I changed to kool-stops and the brakes were much better...


----------



## TMR (Sep 24, 2004)

I changed to some jagwire pads a while ago and the difference is night and day now. I guess it's just the stock pads that sucked.


----------



## Clevor (Sep 8, 2005)

If you read my other post on this page, yup, the stock pads still have the casting flash down the centerline on them! The pads are too hard; the surface is hardly flat and not scuffed for break-in, like DuraAce pads. I haven't had a chance to ride my bike yet with the DuraAce pads, but already I can feel the more positive clamping force. The tiny adjusting screw on top does indeed work to fine tune distance of one side to the rim.

The brakes are probably the same as Sampson, and the Textros are identical:

http://www.sampsonsports.com/brakes.html


----------



## kanif1 (Feb 5, 2005)

LCFrecrider said:


> I changed to kool-stops and the brakes were much better...

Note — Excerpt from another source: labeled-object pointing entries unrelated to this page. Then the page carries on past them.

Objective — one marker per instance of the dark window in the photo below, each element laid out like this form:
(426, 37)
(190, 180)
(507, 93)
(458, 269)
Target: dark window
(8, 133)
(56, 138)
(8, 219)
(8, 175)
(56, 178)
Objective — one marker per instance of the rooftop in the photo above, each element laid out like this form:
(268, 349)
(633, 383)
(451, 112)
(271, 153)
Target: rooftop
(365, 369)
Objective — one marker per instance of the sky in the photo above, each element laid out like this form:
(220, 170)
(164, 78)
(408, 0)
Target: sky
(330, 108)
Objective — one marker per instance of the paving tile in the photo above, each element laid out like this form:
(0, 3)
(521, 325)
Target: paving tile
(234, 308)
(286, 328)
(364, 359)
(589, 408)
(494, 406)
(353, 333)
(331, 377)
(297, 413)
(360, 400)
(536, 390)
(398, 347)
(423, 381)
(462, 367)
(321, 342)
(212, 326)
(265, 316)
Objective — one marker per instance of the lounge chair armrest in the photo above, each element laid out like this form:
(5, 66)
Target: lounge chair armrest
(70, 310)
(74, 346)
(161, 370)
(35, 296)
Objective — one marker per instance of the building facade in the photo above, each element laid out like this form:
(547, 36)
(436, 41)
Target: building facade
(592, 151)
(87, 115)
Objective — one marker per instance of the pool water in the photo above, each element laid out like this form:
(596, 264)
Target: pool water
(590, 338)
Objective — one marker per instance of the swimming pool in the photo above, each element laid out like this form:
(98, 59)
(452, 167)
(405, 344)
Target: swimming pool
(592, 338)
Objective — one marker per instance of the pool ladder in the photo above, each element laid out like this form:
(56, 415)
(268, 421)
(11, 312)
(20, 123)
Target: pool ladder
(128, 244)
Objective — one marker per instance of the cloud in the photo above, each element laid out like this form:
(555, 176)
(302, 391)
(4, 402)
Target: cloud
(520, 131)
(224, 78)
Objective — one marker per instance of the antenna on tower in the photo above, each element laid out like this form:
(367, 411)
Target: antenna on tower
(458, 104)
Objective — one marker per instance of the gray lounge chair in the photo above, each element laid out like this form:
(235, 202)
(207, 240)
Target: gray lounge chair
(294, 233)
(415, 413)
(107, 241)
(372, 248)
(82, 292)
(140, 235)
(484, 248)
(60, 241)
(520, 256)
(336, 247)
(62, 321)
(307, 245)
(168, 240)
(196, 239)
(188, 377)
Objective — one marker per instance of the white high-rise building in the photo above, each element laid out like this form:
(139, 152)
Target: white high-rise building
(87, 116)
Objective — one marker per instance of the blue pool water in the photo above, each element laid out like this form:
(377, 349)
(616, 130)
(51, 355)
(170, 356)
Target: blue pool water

I am looking to change brake pads to kool-stop. Can anyone let me know what type the TCR1 uses (dura-type, v-type, or campy)? Thanks for the help.


----------



## TMR (Sep 24, 2004)

kanif1 said:


> I am looking to change brake pads to kool-stop. Can anyone let me know what type the TCR1 uses (dura-type, v-type, or campy)? Thanks for the help.


dura ace type


----------



## walleyeangler (Nov 4, 2005)

I just started riding my new one but I haven't honestly had a problem with them.

I love my bike.


----------